The objective of this article was to conduct a systematic review of the treatment of moderate-to-severe asthma by administrating Dupilumab.

METHODS

A search on the online databases EBSCO, Scielo, PubMed, Medline Bireme, Lilacs, and The New England Journal of Medicine was conducted, publications from 2010 to 2018 were selected. The inclusion criteria were articles which contained control groups, tested the validity of Dupilumab, and verified the response of patients through controlled tests. For the search of such articles, the following keywords were used: “Dupilumab”, “asthma”, “Bronchial Asthma” AND “Asthma, Bronchial” AND their correspondent in Portuguese “asma”, “Asma brônquica” and “Asma brônquica”. The exclusion criteria were literature reviews, news, articles without control groups, articles on different subjects, Dupilumab studies on other diseases, articles concerning asthma without the use of Dupilumab, and repeated articles on the databases were discarded.

RESULTS

The literature considers that the medication shows a good response for the treatment of moderate-to-severe asthma and assists in the improvement of lung function, aside from resulting in few side effects.
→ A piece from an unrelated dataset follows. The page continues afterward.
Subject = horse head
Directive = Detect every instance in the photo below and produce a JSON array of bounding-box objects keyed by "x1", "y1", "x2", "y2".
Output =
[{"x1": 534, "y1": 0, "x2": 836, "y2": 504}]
It presents good efficacy, safety, and tolerance by patients.

CONCLUSIONS

Dupilumab is promising for the treatment of asthma, whereas conventional therapy is deemed to be insufficient. More additional studies are needed to confirm the long-term safety and effectiveness.
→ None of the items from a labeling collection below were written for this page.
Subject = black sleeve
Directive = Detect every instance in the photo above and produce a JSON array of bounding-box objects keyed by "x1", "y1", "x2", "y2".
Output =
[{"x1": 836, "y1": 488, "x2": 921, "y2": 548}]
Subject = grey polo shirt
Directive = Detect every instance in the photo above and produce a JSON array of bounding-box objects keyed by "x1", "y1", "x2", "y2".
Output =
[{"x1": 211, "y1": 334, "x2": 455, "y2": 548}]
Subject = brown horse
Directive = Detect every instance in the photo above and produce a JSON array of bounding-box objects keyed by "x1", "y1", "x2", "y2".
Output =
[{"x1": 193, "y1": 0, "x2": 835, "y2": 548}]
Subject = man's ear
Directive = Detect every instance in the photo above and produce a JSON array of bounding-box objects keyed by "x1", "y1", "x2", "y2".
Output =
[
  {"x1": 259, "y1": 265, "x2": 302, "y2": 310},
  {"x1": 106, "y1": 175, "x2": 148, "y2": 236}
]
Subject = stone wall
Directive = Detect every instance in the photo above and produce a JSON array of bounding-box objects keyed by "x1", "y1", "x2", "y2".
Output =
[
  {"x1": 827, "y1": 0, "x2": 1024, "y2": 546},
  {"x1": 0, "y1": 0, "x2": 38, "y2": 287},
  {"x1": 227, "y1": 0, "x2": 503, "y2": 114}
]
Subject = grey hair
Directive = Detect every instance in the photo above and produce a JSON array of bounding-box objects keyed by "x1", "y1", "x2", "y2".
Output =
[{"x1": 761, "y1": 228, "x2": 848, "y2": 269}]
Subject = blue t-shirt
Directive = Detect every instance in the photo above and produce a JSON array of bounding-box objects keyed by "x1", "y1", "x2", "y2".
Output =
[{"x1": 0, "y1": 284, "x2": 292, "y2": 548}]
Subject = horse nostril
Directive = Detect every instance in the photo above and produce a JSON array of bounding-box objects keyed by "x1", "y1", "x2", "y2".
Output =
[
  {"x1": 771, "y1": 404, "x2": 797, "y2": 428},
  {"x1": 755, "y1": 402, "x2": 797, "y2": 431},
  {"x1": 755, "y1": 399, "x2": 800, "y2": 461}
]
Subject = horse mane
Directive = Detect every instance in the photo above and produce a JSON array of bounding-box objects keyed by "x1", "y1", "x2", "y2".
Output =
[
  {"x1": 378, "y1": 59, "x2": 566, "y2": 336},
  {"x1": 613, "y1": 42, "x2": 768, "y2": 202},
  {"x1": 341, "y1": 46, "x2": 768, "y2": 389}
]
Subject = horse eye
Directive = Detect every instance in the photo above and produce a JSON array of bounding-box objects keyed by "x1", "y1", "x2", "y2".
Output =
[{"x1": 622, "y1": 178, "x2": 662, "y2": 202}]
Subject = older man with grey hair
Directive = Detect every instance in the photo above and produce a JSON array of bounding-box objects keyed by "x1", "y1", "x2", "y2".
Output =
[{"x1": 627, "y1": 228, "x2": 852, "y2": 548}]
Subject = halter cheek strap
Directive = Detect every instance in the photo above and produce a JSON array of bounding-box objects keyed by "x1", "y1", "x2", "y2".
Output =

Dupilumab; Asthma; Bronchial diseases; Anti-Asthmatic Agents

RESUMO

OBJETIVO

Este artigo teve como objetivo fazer uma revisão sistemática sobre o tratamento da asma moderada a grave, administrando Dupilumabe.

MÉTODOS

Foi realizada uma busca nas plataformas on-line Ebsco, SciELO, PubMed, Medline Bireme, Lilacs e New England Journal of Medicine. Foram selecionadas publicações de 2010 a 2018 referentes a artigos que continham grupos controle, que testaram a validade de Dupilumabe e verificaram a resposta dos pacientes por meio de testes controlados. Para a busca desses artigos, foram utilizadas as seguintes palavras-chave: “Dupilumab”, “asthma”, “Bronchial Asthma” and “Asthma, Bronchial”. E o correspondente em português: “asma”, “Asma brônquica” and “Asma brônquica”. Os critérios de exclusão, revisões de literatura, notícias, artigos sem grupos de controle, artigos sobre diferentes assuntos, estudos de Dupilumabe sobre outras doenças, artigos sobre asma sem uso de Dupilumabe e artigos repetidos em plataformas de busca foram descartados.

RESULTADOS

A literatura aponta que a medicação apresenta boa resposta no tratamento da asma moderada a grave e auxilia na melhora da função pulmonar, além de resultar em poucos efeitos colaterais. Apresenta boa eficácia, segurança e tolerância pelos pacientes.

CONCLUSÕES

Dupilumabe é promissor para o tratamento da asma em que a terapia convencional se revela insuficiente. Maiores estudos adicionais são necessários para confirmar a segurança e a eficácia em longo prazo.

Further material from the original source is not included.